It is argued that governments should put more reliance on taxes that cause less distortion – less deadweight loss. That is, they should have as little effect on individuals’ and firms’ behaviour as possible.

A broad-based GST is efficient because all goods and services bear the same tax rate and therefore will not change relative consumption. It is exemptions that bring about inefficiency by encouraging consumption of untaxed items and discouraging consumption of taxed items. Taxing wine more lightly than beer encourages wine consumption at the expense of beer.

The Australian Treasury has named company tax and income tax as having the “biggest deadweight loss” of all the Commonwealth taxes. International research backs this up.
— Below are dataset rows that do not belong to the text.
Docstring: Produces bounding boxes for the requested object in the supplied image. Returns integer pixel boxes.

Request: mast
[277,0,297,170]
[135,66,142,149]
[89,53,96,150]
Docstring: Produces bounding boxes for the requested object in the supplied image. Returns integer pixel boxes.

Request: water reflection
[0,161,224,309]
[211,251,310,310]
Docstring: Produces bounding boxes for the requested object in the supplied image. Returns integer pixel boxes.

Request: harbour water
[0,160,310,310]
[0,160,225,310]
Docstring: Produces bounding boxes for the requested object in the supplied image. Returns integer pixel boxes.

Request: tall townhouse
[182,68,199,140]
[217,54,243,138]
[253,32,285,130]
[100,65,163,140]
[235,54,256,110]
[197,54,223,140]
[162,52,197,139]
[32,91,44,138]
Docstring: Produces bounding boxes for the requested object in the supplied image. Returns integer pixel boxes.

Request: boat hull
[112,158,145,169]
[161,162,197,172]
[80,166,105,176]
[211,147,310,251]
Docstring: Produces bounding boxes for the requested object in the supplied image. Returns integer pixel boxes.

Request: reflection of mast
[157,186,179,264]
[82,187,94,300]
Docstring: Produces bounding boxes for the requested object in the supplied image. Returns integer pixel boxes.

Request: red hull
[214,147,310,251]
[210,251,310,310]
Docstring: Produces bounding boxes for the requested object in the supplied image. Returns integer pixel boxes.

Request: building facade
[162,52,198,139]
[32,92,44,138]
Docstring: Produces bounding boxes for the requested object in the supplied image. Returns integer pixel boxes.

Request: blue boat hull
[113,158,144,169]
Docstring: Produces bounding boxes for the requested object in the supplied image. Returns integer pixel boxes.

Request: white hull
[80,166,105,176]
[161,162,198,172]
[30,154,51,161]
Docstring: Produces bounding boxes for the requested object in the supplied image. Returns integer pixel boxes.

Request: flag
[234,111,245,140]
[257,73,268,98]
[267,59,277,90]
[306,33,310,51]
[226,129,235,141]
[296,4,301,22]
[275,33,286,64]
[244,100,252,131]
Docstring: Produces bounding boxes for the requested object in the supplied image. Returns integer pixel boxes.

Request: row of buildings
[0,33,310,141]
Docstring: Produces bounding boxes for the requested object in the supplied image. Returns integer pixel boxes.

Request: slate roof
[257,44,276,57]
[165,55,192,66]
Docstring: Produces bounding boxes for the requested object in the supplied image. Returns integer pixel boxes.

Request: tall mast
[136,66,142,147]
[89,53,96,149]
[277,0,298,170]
The deadweight loss falls on consumers and shareholders but mostly on workers and wages through lower investment.

The Treasury estimates the deadweight loss of company tax could be more than half the revenue raised from taxation. For income taxes, the deadweight loss is estimated to be 21 cents for every dollar of revenue. This comes about from reduced incentives to work, save or invest.

The ConversationThe PBO report suggests that with continuing trends in taxation revenue the budget’s reliance on personal income tax will increase if current levels of Commonwealth taxation are maintained as a percentage of GDP. While proposals to reduce company tax rates will reduce inefficiency of taxes somewhat, a heavy and increasing reliance on personal income tax points to the need for substantial tax reform. But that’s something neither major party seems prepared to do.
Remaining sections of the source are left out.